I was looking at Oprah’s interview with Tina Turner the other day and began reminiscing about some of Tina’s songs that were the “it” songs back in the day. “What’s Love Got To Do With It.” “We Don’t Need Another Hero.” “Private Dancer.” She sang what? LOL!
No shade on Tina whatsoever. My favorite Tina song is “Simply The Best,” which she is. Followed closely by “Proud Mary.” 😆 I admire her and hope I look even one-quarter as good as she does in her early seventies when I get to her age. Note I didn’t say if, but when. 😉
And I’m certainly not singling her out because Lord knows folk are out there today singing waaaay crazier stuff. I won’t name names. There’s a Hall of Shame out there, except some of these folks have no shame.
But… some of those lyrics weren’t exactly sending positive messages worth emulating. If we took the view that love is nothing more than “a sweet old-fashioned notion” and “who needs a heart when a heart can be broken,” we’d certainly be a very callous tribe here on earth.
Back when I was in high school, my cousin and I were set to sing a duet at a concert. We had practiced and were all excited to participate. For some reason (insert mother’s sixth sense here), my mom and grandmother asked us to sing part of the song for them to hear, because they’re weren’t going to be at the concert. They nearly fell out when they heard the words! It was Odyssey’s “Weekend Lover.”
To be honest, my cuz and I had not given the lyrics too much thought. We just liked the song and knew we weren’t anybody’s weekend lover, so it didn’t matter what the words said.
Naive, I know. And of course my mom shut down our little singing gig. So much for our plans to shine onstage! But to be honest, in retrospect, I’m glad she did.
Many people approach songs much as my cousin and I did, and the way I did when Tina’s hits held sway back in the 1980s. We loved the voice, the music, and the beat. The lyrics were further down the list of “likes.”

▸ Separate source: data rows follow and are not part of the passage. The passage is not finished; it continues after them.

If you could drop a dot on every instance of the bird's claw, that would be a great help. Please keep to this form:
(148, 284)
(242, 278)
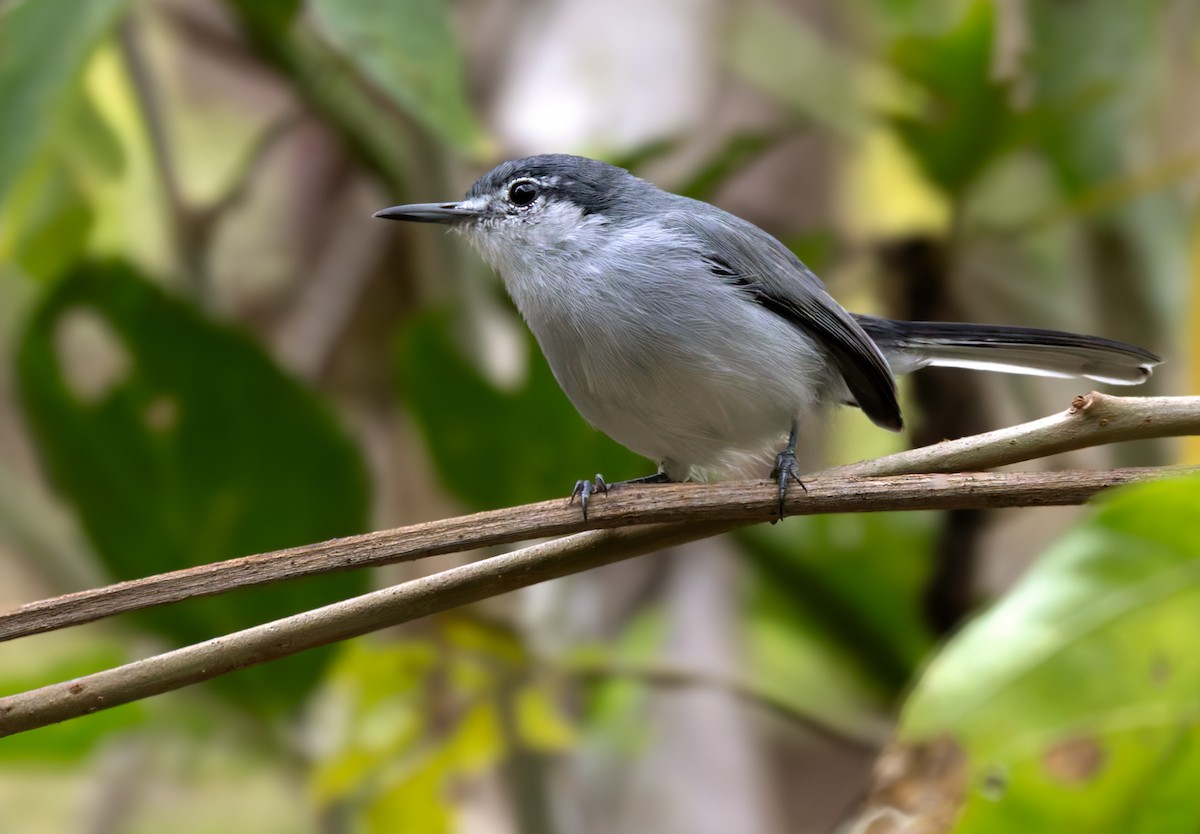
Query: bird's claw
(585, 490)
(786, 469)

Because my job forces me to listen closely to what is said, I’ve really begun to pay attention to what I listen to, whether it’s someone’s words or the lyrics of a song. I love a fairly wide cross-section of musical genres, but if people are singing tripe, I turn into Sweet Brown: ain’t nobody got time for that!
I do believe that by listening, we are changed. We may act like I did, back in the day, and focus on the music, but the lyrics and the music both seep into our soul. For better or for worse.
What’s in your earspace? Do you think what you listen to makes a difference in your perspectives and values? What , if anything, are you not willing to listen to lyrically?